We trudged up the incline, almost at the top of the hill.
“He said that no one else would care for him the way he would. That he saw slaves as humans, not commodities to be bought and sold and used.” Clearing his throat, Trajan explained, “His mother had been a slave. Before his father freed her.”
I stared, genuinely shocked to hear this. “And you feel the same way, don’t you?” I asked him, my pulse speeding. “Now, I mean?”
He stopped right below the crest of the hill and faced me. I stopped with him, noting the grave expression tightening his face that told me he wanted my full attention. So I gave it.
“Julian’s mother was a freed slave by his father, and so he’d been raised with a much different outlook than that of most nobility. People like me. It wasn’t until he’d opened my eyes that I saw the injustice in it. But I don’t believe I’d truly felt it in my heart until that one night I sat on Valerius’s silken cushions while he and his cronies joked and laughed at the beautiful slave woman wearing a golden bridle over her mouth.”
My chest rose and fell more quickly, my heart hammering faster.

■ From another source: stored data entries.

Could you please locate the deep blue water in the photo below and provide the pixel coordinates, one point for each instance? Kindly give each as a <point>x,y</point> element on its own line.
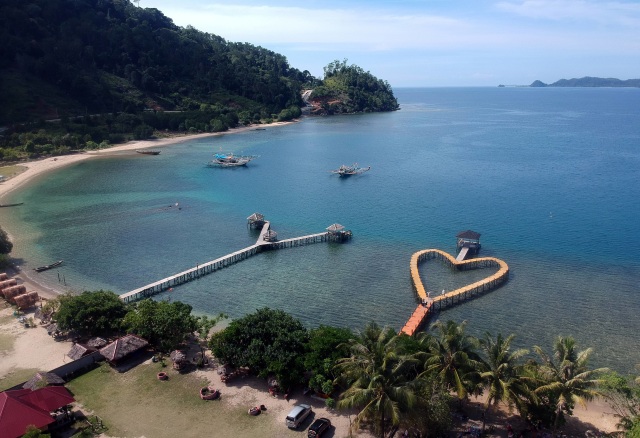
<point>550,178</point>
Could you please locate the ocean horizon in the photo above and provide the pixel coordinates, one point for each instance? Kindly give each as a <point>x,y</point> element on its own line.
<point>548,176</point>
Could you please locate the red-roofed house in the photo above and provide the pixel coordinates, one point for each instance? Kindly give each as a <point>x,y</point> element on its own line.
<point>23,407</point>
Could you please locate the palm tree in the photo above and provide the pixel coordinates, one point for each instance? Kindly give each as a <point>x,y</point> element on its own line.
<point>379,378</point>
<point>566,378</point>
<point>501,374</point>
<point>452,357</point>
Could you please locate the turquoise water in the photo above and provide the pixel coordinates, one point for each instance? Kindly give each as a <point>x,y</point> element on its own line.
<point>550,177</point>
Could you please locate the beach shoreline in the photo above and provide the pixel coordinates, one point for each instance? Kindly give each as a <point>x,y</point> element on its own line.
<point>41,167</point>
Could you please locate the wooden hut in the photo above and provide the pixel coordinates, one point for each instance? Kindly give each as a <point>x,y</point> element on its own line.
<point>79,350</point>
<point>27,300</point>
<point>42,379</point>
<point>468,239</point>
<point>10,293</point>
<point>96,343</point>
<point>337,233</point>
<point>256,220</point>
<point>270,236</point>
<point>7,283</point>
<point>123,348</point>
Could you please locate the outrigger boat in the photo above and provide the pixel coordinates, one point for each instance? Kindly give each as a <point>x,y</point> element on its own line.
<point>51,266</point>
<point>350,170</point>
<point>229,160</point>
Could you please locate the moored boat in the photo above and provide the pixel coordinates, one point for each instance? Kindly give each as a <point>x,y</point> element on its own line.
<point>51,266</point>
<point>230,160</point>
<point>350,170</point>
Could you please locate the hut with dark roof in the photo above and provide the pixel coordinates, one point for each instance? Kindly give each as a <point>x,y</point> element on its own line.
<point>79,350</point>
<point>42,379</point>
<point>468,239</point>
<point>256,220</point>
<point>337,233</point>
<point>123,348</point>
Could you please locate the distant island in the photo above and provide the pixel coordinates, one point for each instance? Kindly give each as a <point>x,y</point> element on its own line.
<point>588,81</point>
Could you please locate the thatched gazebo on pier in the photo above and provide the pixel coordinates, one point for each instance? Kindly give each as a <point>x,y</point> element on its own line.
<point>337,233</point>
<point>468,239</point>
<point>256,220</point>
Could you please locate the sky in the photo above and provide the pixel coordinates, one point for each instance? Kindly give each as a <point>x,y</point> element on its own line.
<point>433,43</point>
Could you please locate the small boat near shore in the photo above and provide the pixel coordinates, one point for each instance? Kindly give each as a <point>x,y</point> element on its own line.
<point>230,160</point>
<point>354,169</point>
<point>46,267</point>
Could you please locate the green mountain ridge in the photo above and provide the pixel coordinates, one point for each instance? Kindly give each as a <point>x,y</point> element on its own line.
<point>64,58</point>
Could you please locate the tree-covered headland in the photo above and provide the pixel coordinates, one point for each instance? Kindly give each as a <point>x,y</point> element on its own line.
<point>86,74</point>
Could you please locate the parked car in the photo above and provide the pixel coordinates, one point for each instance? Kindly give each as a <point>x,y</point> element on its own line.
<point>297,416</point>
<point>318,427</point>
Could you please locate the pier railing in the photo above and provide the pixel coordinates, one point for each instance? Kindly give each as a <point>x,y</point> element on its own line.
<point>222,262</point>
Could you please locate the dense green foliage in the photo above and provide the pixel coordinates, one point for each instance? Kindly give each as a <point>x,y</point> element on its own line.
<point>164,324</point>
<point>5,244</point>
<point>91,313</point>
<point>105,72</point>
<point>111,56</point>
<point>269,342</point>
<point>349,89</point>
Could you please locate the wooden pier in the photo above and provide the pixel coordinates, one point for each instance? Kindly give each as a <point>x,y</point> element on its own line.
<point>262,244</point>
<point>429,304</point>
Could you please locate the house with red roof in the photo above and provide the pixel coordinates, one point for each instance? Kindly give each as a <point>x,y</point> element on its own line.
<point>24,407</point>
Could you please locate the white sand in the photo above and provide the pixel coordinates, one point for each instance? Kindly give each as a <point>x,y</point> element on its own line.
<point>38,167</point>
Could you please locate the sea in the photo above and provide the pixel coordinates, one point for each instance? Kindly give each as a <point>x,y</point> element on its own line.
<point>550,177</point>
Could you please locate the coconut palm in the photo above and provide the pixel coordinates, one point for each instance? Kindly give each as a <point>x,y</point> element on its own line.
<point>378,378</point>
<point>566,379</point>
<point>500,374</point>
<point>452,357</point>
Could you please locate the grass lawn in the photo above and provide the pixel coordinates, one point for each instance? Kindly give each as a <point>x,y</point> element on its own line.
<point>136,403</point>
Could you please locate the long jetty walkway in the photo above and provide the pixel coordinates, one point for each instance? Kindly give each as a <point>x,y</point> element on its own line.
<point>431,304</point>
<point>198,271</point>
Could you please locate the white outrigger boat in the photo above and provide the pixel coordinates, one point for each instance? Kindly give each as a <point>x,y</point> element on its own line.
<point>350,170</point>
<point>230,160</point>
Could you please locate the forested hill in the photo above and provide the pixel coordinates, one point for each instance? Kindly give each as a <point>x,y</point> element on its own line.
<point>93,56</point>
<point>349,89</point>
<point>588,81</point>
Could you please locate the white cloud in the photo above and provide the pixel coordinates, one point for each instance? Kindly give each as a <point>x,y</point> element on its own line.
<point>586,11</point>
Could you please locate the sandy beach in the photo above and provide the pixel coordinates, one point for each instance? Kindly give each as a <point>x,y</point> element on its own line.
<point>33,348</point>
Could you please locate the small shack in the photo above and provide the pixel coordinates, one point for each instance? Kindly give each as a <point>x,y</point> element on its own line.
<point>468,239</point>
<point>256,220</point>
<point>42,380</point>
<point>337,233</point>
<point>40,408</point>
<point>123,348</point>
<point>79,350</point>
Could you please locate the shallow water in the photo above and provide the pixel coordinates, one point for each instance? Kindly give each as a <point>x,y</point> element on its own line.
<point>548,176</point>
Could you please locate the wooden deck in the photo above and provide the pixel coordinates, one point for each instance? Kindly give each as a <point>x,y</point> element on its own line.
<point>429,305</point>
<point>221,262</point>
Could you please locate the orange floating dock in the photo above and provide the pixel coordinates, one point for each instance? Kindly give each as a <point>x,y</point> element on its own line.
<point>428,305</point>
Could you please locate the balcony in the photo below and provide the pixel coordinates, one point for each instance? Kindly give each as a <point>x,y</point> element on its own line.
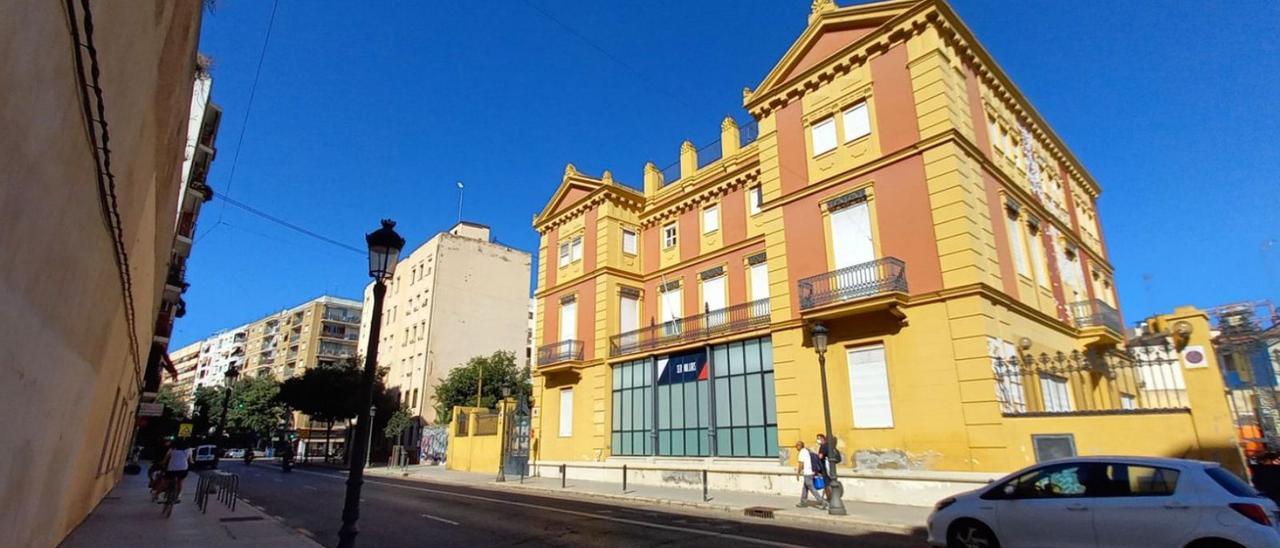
<point>873,286</point>
<point>1098,322</point>
<point>560,354</point>
<point>689,329</point>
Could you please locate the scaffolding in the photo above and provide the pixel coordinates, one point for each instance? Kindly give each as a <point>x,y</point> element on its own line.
<point>1247,342</point>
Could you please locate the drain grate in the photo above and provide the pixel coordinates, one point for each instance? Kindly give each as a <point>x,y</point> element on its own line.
<point>242,519</point>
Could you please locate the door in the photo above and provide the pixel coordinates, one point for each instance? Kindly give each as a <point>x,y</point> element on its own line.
<point>868,387</point>
<point>851,236</point>
<point>713,301</point>
<point>568,320</point>
<point>1143,507</point>
<point>672,311</point>
<point>1047,507</point>
<point>629,322</point>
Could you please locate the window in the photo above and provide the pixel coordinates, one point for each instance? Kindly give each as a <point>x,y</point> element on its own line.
<point>568,320</point>
<point>711,219</point>
<point>629,241</point>
<point>868,387</point>
<point>759,275</point>
<point>566,412</point>
<point>745,416</point>
<point>1016,243</point>
<point>1056,393</point>
<point>856,122</point>
<point>823,136</point>
<point>1009,387</point>
<point>632,409</point>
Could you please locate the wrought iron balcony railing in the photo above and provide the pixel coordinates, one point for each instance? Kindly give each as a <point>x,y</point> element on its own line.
<point>1095,313</point>
<point>868,279</point>
<point>712,323</point>
<point>560,351</point>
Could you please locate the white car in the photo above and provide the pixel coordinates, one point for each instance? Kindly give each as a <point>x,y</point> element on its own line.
<point>1109,502</point>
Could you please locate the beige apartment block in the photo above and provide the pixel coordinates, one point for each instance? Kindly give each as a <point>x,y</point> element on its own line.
<point>85,254</point>
<point>320,332</point>
<point>457,296</point>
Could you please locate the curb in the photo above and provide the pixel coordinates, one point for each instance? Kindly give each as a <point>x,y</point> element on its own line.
<point>782,516</point>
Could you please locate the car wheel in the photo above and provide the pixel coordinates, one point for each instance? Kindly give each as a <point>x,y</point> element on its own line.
<point>970,534</point>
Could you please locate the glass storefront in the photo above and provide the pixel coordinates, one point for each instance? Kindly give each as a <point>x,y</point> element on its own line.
<point>705,403</point>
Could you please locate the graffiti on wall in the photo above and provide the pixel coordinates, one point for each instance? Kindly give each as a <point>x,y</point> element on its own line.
<point>435,443</point>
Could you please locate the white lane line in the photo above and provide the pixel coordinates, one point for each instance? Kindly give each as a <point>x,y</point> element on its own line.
<point>572,512</point>
<point>439,519</point>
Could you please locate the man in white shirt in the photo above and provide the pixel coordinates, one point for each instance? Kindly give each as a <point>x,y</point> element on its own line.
<point>805,467</point>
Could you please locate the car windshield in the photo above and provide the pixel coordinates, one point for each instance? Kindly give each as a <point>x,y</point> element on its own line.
<point>1230,482</point>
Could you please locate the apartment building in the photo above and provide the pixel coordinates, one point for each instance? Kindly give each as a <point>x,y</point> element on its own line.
<point>90,187</point>
<point>320,332</point>
<point>457,296</point>
<point>186,361</point>
<point>894,187</point>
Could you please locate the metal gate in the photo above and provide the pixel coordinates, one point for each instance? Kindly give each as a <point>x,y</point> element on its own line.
<point>516,452</point>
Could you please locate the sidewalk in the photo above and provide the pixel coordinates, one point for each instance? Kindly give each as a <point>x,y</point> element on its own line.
<point>127,517</point>
<point>862,515</point>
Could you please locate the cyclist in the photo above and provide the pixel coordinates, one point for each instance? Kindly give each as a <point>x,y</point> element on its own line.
<point>177,462</point>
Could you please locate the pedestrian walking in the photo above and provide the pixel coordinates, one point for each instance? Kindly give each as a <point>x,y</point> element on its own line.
<point>808,466</point>
<point>823,457</point>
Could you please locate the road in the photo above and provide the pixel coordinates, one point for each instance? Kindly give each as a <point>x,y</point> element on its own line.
<point>411,514</point>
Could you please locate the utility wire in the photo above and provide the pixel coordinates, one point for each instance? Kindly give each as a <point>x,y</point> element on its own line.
<point>248,108</point>
<point>241,205</point>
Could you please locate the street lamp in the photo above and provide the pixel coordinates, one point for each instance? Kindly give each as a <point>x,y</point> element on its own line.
<point>836,505</point>
<point>232,373</point>
<point>502,443</point>
<point>384,247</point>
<point>369,447</point>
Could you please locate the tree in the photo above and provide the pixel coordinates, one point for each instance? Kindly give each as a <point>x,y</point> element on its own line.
<point>460,387</point>
<point>254,406</point>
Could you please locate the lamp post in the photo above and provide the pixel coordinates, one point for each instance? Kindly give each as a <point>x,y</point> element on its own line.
<point>836,506</point>
<point>232,373</point>
<point>384,247</point>
<point>506,427</point>
<point>369,447</point>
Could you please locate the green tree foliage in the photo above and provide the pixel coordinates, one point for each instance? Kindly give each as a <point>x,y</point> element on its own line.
<point>254,406</point>
<point>174,406</point>
<point>397,423</point>
<point>498,370</point>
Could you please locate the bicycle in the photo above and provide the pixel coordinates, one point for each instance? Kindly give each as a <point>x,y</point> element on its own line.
<point>170,496</point>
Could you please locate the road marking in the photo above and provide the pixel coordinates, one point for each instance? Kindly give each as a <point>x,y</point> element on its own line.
<point>572,512</point>
<point>439,519</point>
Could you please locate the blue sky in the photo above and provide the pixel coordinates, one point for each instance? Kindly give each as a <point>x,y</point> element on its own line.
<point>369,113</point>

He took both of my hands from beneath my cloak and pressed them between his large ones, engulfing them with warmth. And while my pulse fluttered with some frail vulnerability weaving between us, it was Trajan who looked more terrified when he said, “One doesn’t truly understand injustice until it touches someone you love.”
Unable to respond or even process what he was confessing, I turned back to the path. He fell in beside me, both of us taking in the scene in the glen below. The house was made of white stone and plaster witha thick thatched roof. There was also a long barn made of wood and thatching for the animals.